In the early 1990s, a new computing architecture known as “grid computing” was conceived. The term itself is a metaphor that refers to making computing power as easy to access as the electrical power grid. The three originators of the grid computing concept (Ian Foster, Carl Kesselman, and Steve Tueche) went on to lead the creation of the Globus Toolkit, a collection of Open Source Software (OSS) tools that can be used to build and manage computing grids. To this day the toolkit is a robust OSS project with new releases planned and many success stories behind it. A true computing grid has the following three properties:
- There is no central administration of computing resources.
- The grid uses open standards.
- The grid can guarantee “quality of service” rather than “best effort”.
Cloud computing is a new term that refers to a subset of grid computing, and represents an alternative to having local servers or personal devices handling users’ applications. In general, the cloud is meant to represent the Internet, so cloud computing suggests that functionality comes from the Internet rather than any specific identifiable computing device. Also central to the idea is that management tasks are automated; if the system requires human intervention to allocate processes to computing resources then it’s not a cloud, it’s only a data center.
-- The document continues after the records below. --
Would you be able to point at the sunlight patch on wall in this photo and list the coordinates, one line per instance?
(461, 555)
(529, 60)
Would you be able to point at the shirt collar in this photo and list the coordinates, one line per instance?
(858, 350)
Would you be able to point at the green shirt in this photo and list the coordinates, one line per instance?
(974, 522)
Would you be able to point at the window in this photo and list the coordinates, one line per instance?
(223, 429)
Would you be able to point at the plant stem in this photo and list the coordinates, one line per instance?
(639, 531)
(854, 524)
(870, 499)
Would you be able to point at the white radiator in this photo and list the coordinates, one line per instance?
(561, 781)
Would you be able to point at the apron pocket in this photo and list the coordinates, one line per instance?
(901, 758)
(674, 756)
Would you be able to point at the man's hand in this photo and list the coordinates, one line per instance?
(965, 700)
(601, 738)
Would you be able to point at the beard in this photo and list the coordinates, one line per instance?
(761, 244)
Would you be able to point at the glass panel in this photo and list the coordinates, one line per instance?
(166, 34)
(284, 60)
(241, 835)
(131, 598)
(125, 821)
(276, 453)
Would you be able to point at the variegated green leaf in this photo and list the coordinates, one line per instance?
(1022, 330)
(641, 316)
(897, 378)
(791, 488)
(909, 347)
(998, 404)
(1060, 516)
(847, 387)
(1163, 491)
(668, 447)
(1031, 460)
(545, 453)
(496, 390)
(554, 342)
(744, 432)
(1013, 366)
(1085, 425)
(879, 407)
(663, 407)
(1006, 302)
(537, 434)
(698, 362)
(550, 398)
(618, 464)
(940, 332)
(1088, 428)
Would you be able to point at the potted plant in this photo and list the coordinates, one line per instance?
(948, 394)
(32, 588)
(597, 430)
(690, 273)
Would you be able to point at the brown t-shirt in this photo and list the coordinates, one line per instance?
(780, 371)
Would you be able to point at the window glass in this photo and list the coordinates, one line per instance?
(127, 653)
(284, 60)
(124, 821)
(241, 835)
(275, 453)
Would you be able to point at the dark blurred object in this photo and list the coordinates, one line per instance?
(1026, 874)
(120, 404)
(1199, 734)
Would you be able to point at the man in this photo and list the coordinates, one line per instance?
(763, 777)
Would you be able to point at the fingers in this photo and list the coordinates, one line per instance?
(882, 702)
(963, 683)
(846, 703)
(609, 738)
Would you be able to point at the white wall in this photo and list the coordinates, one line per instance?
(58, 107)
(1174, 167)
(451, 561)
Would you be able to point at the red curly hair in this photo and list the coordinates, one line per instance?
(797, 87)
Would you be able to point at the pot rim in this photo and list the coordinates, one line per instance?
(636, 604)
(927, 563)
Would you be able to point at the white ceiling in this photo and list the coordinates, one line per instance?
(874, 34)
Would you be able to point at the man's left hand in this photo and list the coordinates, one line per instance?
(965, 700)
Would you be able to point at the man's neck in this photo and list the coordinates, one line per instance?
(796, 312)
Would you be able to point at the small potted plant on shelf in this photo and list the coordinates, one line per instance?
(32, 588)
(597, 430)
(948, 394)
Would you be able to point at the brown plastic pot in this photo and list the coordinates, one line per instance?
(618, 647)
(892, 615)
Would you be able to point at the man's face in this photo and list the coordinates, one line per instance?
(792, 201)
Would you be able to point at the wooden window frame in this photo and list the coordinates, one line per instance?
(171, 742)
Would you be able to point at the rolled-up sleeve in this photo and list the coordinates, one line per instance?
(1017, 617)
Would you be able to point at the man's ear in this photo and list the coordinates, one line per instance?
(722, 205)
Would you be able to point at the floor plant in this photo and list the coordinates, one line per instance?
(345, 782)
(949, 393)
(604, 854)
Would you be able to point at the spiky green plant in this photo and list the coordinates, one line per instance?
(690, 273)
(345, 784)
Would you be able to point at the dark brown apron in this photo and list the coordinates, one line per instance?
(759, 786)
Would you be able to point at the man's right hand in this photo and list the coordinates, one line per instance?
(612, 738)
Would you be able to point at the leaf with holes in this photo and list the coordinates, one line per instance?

Perhaps the single greatest advantage of cloud computing is that it easily handles peak load situations without the need for additional hardware infrastructure that will spend most of its time underutilized. Resources can be virtualized and presented to the customer as virtual servers which the customers themselves manage. Physically, the resources might span multiple computers or even multiple data centers.
A well known implementation of cloud computing is the “Amazon Elastic Compute Cloud”, which allows customers to create, lauch and terminate virtual server instances on demand. Pricing is based on The number of instance-hours where an “instance” represents the equivalent computing power of a standard configuration of physical system. Data transfer is also priced by the gigabyte. All utilization is done through a collection of Application Programmer Interfaces (APIs) which provide a standard platform for developers. The Amazon ECC is a well designed robust cloud computing environment which most experienced developers can take advantage of.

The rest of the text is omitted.